There was a young lady with an incredible powder blue crinoline shepherdess costume, also made of PVC, complete with white PVC underskirts - Odd you'd think, but not out of the ordinary, you might even just get away with it at a normal fancy dress party. She did have a lamb with her too... Well, I say a lamb, it was actually a hairy gentleman, on his hands and knees, being led around on a collar and lead... He wasn't the only one of these, but he was one of the few wearing pants.

An unusual gentleman, who seemed to have a very particular, I hesitate to use the word fetish, but I probably should. He was wearing a suit made of what I would describe as 'dummy' rubber - That thick, yellow tinged clear rubber that baby's dummy are made of... It had no seperate arms, these were constricted by his sides, and his legs were similarly constrained (I think, although I may be wrong - I remember wondering whether he'd been placed there by a friend or he'd shrugged his way there like 'The Very Perverted Catterpillar'). He spent the entire night lying in the doorway of the Ladies Conveniences, occasionally thanking the people who took the time to tread on him, with stilletos. And you'll notice I said people, not ladies, as both the wearers of the footwear, and the gender of toilet user were fairly mix and match.

The last people who particularly stick in my mind were a very accomodating couple... We went to have a sit down, after and hour or so of being bombarded with Dutch Techno music and performers taking angle-grinders to their codpieces and found a seat opposite them. The young lady was sturdily built and topless. I will not even try to estimate her cupsize, but I'm fairly sure it was at the end of the alphabet where the high-scoring scrabble tiles live. She was providing a service for her boyfriend, normally reserved for hungry new-born babies and for some reason frowned upon in train carriages.
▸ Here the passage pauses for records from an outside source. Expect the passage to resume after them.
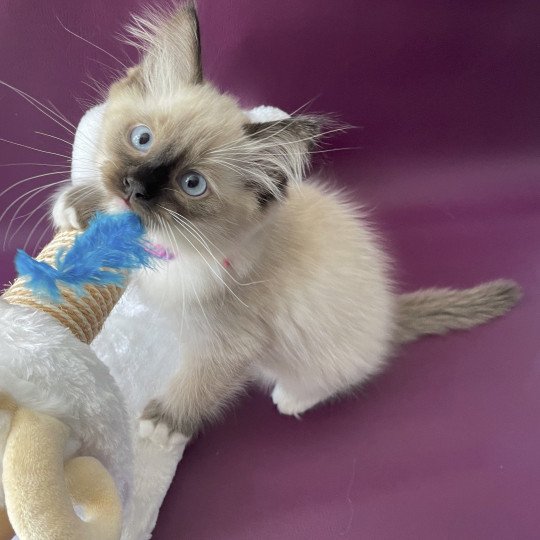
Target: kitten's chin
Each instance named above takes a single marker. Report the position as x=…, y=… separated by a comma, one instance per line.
x=116, y=205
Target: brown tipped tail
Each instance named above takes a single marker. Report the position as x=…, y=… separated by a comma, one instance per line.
x=438, y=311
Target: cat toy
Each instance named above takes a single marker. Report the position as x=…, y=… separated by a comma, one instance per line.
x=65, y=434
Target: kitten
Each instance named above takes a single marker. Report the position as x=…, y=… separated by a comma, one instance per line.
x=271, y=278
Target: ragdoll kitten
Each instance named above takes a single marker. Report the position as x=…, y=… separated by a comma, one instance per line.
x=271, y=278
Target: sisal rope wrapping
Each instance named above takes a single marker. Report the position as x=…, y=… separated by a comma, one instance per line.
x=83, y=316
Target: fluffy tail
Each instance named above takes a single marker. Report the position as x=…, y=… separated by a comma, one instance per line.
x=438, y=311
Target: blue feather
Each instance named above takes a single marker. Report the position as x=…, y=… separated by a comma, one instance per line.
x=100, y=256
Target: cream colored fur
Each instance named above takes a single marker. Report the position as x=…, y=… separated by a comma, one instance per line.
x=275, y=279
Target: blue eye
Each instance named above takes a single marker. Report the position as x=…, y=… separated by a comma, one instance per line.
x=141, y=138
x=193, y=184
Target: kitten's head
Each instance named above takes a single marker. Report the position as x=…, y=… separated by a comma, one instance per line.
x=184, y=156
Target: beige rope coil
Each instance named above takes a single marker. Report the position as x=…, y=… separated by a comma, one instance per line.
x=83, y=316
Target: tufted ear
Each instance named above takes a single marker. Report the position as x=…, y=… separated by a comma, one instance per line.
x=279, y=153
x=169, y=42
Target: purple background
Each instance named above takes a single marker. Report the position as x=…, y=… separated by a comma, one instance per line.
x=446, y=95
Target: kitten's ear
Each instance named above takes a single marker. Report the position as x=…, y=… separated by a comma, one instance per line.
x=279, y=153
x=170, y=45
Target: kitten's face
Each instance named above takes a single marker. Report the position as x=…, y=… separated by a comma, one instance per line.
x=183, y=156
x=174, y=159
Once he'd had his fill, as it were, he stood up, thanked the young lady, shook the hand of the almost skeletal gentleman sat on the other side of her. (Which I thought was the most insanely British thing I had ever seen in my life) and walked off. It turns out that the skinny chap was her boyfriend and the gentleman with the brand new milk moo-stache was simply a fellow partygoer. He looked at me, rasied his eyebrows, and pointed at his partner. I shook my head, waved my hand in a negative fashion and patted my stomach - Immediately thinking that me not wanting to suckle from his girlfriend/wife because I wasn't hungry was probably not the reply that he was expecting.

We made our excuses and left.

The rest of the evening (Well, early hours of the morning to be exact) passed without many other major incidents, we bumped into our friends a few times, we were 'halloooed' and flashed from the balcony by our new-found transvestite horde, we talked to some people who I've since found out were 'famous' in that particular scene and through them, got invited to a couple of after-parties.

We didn't attend them unfortunately, the thought of getting a cab halfway across town, partying until lunchtime and then doing the walk of shame back to the hotel didn't sound that appealing - And I was pretty tired. But given the chance again... I'd be there like a shot, and you should too. And I now fully understand why a significant number of people there were virtually naked...

PVC's bloody hot to wear...


  1. Re Mr Gainsborough and transvestites - are you referring to 'The Honorable Richard Savage Nassau de Zuylestein' or 'The Blue Boy'? Do spill the beans...

    1. Stylistically, the former - Complete with Tricorn Hat, I'm sure the MP for Colchester & Waldon would never have participated in such revelry himself of course.